Luca: Ok, thanks :) [/INST]
    
    
Summary: """

output = replicate.run(
  'meta/meta-llama-3-70b',
  input={"prompt": prompt, "max_new_tokens": 2000, "stop_sequences": "</s>"}
)
for s in output:
  print(s, end="", flush=True)

 Luca and Kate discuss a fight between Luca and his ex friend.
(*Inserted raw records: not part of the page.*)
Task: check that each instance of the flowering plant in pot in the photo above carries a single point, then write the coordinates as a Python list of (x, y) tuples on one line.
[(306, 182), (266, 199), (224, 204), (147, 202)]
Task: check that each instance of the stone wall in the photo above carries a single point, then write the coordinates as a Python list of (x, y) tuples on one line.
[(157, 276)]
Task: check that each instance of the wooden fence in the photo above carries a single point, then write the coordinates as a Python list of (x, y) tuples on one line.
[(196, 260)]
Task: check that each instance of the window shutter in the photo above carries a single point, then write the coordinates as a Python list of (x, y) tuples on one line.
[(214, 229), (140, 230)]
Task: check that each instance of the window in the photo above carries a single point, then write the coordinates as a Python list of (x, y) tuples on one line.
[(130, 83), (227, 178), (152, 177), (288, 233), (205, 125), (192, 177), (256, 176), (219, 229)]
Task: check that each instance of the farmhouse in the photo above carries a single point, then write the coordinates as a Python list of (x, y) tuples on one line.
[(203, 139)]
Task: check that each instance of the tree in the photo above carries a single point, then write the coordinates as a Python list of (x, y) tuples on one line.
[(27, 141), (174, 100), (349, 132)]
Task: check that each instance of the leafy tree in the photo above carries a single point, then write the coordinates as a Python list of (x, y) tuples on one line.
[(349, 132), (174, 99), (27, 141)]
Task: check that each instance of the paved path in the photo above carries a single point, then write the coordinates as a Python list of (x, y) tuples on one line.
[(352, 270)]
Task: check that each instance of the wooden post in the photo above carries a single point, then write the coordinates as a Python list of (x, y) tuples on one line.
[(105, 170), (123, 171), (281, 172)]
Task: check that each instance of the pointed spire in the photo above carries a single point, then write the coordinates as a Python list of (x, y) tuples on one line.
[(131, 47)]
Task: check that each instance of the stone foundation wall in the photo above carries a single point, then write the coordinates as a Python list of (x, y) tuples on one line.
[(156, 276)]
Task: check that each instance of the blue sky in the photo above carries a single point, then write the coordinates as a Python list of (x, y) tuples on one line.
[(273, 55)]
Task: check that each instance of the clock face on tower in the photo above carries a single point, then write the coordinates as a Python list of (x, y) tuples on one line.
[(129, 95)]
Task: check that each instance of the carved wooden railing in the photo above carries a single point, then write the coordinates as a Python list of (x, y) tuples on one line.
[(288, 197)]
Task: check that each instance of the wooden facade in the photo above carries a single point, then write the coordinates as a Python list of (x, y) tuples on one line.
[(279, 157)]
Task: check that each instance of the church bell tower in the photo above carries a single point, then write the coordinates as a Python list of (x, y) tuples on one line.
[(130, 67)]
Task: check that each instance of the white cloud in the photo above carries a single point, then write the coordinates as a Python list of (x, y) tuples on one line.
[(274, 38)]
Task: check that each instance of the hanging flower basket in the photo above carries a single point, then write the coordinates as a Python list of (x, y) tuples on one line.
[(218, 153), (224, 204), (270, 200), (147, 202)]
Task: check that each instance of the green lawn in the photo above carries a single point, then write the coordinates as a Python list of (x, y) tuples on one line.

Kate offers help to Luca if needed.
    
Explanation: The conversation starts with Kate asking about Luca's recent visit to the hospital, expressing concern for his well-being. Luca reassures her that everything is fine now after having had a fight with an ex-friend. He also mentions that he has recovered from any injuries sustained during the altercation. In response, Kate expresses relief and offers assistance should he require it in future. Overall, the summary captures the main points of the dialogue while retaining key details such as the nature of the conflict between Luca and his former friend. Additionally, it highlights Kate's willingness to provide support when needed by emphasizing her offer of help at the end of the conversation.